Each month I start with every intention of sitting down to write out at least four posts a month. And each month that task gets replaced by other things. Grocery shopping, picking up the house, paying bills, yoga class, prayer, and so much more. With summer here and having the kiddos home with me all day, its been a struggle to find time for myself, but I know that is what I need! Writing has always been a way to calm myself, my schedule, my busy, and my thoughts. To find stillness.

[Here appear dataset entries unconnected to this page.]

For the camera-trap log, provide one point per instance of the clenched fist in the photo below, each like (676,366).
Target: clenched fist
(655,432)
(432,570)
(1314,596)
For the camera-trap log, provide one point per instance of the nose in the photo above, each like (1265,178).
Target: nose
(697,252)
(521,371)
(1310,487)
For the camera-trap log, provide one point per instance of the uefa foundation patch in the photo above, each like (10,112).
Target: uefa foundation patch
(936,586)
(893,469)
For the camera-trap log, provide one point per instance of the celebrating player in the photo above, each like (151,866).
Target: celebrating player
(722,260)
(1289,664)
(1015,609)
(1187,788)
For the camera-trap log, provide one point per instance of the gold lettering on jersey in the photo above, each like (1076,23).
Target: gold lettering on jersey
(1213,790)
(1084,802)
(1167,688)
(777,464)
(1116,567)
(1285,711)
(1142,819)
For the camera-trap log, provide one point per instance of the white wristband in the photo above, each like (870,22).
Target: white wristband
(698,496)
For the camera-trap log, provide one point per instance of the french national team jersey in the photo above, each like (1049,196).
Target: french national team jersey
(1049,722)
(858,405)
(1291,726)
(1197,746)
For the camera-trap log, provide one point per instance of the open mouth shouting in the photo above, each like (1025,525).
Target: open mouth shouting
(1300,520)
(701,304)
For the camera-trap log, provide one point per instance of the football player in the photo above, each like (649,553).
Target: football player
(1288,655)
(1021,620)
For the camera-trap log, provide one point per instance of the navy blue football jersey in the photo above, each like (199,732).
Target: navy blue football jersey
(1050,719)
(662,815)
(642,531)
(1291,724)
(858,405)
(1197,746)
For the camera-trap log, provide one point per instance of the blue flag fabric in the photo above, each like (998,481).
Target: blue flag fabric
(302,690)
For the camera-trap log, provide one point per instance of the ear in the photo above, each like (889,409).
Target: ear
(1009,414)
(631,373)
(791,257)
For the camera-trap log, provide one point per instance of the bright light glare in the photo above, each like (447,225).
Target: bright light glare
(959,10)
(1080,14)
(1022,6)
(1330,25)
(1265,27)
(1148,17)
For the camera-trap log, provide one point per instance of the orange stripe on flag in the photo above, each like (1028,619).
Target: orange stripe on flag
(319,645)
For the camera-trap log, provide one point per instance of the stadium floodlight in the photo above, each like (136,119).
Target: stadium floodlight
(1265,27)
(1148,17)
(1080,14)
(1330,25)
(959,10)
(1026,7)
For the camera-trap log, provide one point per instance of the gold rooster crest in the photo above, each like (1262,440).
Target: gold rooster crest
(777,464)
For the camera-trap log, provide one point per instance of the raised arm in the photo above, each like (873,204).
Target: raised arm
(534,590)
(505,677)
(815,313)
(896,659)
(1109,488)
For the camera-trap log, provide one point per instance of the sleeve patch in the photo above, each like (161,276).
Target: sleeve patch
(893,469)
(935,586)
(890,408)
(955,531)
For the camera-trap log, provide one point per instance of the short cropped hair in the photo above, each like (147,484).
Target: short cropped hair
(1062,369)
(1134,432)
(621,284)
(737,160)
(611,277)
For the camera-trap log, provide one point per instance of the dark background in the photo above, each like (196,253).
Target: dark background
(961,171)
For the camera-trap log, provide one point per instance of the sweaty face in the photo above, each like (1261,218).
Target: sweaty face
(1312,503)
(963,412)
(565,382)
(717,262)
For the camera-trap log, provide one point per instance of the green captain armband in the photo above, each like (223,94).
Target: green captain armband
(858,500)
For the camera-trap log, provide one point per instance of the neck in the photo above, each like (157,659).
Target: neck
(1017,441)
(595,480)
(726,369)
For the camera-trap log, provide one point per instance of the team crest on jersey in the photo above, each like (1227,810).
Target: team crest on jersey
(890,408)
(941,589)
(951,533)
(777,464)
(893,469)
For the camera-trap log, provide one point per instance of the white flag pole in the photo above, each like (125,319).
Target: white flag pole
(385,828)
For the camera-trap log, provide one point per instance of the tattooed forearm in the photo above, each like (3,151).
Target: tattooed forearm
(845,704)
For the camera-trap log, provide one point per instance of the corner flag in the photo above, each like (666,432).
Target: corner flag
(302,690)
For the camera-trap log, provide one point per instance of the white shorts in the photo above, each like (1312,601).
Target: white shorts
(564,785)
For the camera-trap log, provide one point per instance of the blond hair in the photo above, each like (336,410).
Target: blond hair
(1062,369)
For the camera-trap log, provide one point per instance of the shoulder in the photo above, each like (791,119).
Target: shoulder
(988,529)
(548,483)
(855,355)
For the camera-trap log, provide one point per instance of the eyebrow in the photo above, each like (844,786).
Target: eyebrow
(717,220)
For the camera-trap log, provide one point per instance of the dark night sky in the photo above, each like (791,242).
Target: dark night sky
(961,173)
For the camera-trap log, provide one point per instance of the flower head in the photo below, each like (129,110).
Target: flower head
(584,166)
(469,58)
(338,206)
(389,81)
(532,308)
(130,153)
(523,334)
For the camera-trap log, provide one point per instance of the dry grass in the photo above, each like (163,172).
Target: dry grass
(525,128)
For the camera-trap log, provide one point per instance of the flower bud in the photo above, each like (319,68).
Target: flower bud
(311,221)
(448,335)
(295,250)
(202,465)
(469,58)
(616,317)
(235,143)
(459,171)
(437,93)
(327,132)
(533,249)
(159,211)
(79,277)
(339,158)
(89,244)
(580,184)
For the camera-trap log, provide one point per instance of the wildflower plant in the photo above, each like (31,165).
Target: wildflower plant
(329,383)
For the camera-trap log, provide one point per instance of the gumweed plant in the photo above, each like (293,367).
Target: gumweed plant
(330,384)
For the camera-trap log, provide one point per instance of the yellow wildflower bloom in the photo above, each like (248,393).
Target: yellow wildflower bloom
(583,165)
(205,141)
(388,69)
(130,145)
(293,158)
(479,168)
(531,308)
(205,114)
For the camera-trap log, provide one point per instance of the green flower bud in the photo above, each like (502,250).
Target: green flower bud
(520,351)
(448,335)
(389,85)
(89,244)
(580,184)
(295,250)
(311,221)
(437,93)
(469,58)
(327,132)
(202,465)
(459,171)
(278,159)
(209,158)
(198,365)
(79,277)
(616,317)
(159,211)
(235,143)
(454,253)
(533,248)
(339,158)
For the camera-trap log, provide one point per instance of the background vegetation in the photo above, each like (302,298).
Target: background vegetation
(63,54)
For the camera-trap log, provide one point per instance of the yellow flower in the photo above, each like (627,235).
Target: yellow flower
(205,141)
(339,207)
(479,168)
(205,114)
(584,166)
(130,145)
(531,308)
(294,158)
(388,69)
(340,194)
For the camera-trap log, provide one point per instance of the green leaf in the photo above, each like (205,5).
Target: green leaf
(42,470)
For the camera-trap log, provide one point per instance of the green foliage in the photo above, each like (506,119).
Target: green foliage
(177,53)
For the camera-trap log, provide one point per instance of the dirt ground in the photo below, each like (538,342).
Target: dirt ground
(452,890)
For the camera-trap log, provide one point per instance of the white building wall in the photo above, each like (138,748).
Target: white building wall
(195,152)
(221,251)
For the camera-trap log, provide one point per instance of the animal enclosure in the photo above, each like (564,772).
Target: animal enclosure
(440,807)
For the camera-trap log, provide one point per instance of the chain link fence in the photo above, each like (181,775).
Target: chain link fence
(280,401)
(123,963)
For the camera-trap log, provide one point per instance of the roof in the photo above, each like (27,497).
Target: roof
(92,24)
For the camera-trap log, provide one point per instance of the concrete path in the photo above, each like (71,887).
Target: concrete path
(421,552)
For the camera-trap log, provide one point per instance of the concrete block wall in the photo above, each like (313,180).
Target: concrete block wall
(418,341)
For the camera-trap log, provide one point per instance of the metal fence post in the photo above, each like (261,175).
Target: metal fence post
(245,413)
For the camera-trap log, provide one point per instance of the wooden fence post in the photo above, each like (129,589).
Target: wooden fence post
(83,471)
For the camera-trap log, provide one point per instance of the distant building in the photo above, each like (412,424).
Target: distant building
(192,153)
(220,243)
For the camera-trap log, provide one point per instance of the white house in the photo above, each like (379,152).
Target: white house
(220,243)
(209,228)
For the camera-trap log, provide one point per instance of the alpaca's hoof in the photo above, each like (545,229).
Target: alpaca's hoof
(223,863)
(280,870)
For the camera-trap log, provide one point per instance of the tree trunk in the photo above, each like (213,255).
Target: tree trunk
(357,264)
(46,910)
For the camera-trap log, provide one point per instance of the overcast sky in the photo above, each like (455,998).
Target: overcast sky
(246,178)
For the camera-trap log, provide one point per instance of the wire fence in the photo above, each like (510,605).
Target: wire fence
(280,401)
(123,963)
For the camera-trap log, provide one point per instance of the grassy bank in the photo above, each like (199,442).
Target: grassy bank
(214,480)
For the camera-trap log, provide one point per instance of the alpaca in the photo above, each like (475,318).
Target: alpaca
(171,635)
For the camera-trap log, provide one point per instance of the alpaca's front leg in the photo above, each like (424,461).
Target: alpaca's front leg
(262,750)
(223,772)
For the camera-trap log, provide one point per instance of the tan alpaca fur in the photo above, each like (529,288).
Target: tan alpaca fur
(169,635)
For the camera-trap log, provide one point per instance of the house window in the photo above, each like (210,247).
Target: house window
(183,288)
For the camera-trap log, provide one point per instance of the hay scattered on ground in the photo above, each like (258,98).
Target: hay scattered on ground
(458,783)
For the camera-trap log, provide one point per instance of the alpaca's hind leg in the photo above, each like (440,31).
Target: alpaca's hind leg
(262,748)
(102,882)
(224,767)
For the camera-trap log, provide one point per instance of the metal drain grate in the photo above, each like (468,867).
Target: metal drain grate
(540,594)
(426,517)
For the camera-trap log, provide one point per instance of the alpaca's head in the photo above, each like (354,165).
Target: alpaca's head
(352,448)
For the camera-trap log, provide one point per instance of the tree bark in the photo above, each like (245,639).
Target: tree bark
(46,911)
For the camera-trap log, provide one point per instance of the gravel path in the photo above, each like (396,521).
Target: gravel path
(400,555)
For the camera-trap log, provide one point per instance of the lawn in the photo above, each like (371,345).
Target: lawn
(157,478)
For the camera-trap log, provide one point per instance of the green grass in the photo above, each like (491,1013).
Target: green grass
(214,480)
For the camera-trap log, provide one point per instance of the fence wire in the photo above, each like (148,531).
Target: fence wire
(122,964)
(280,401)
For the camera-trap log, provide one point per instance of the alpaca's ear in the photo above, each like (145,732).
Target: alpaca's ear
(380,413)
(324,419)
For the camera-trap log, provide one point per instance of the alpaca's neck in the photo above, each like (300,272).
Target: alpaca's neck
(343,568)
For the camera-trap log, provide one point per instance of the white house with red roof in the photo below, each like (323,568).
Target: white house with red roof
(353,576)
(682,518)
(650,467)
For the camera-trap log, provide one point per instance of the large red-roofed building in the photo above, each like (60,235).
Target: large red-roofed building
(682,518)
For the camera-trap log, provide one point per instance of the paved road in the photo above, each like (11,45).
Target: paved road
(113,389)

Transformation. It’s been my word for 2019. So far many things in my life, that haven’t served me well, have been easily transformed. The big stuff... not so easily. For example, putting my children above my own self-care. This is hard, mom guilt sets in, “you can find spare time later” thoughts creep in, and the excuses pile up quick! Truth is, when I’m fully taking care of myself- everything else is easier. Life is easier to juggle. I’m in a better mood, which helps the whole family be more cohesive throughout the day. This is just one of those areas that needs some transformation this year. I’m a work in progress! Aren’t we all?
I need little breaks from the hustle and bustle of daily routine especially with all we had going on the last month of school and extracurricular activities (seriously though!!). Cannot believe we are halfway into June and we’ve only had a small number of rainless days in Oklahoma warm enough to swim or enjoy the parks. Yesterday was beautiful. We took advantage. We played outside. Planted some corn kernels (so fun to watch their imaginations run wild). Lastly, We went swimming with Breelyn’s bbf who is moving away this Saturday. It was sweet to watch them play and laugh and challenge each other to dive to the bottom for toys. My point is, it doesn't have to been a big planned event/vacation to make me stop and appreciate all that my life is right now. It’s challenging, it’s messy, it’s beautiful, and it’s mine. I am finding it’s the smaller things that just happen, that bring me the most joy. The super planned stuff... it makes me a stress bubble and even I don’t want to be around that!
I’m learning to let go of all the things I cannot and do not want to control. Establishing boundaries were they are necessary. Opening up to the possibility of opportunity and success where I least expect it. Leaning in to God’s word, His guidance (because I know I cannot do it on my own), and believing His Grace is all I need when I fail. Because I will fail. Everyday. I will fall short in one area or another, but I also know I have Grace to try again tomorrow.
I want to hear from you... tell me. Where could your life use some transformation right now? What ways are your taking time for yourself this year?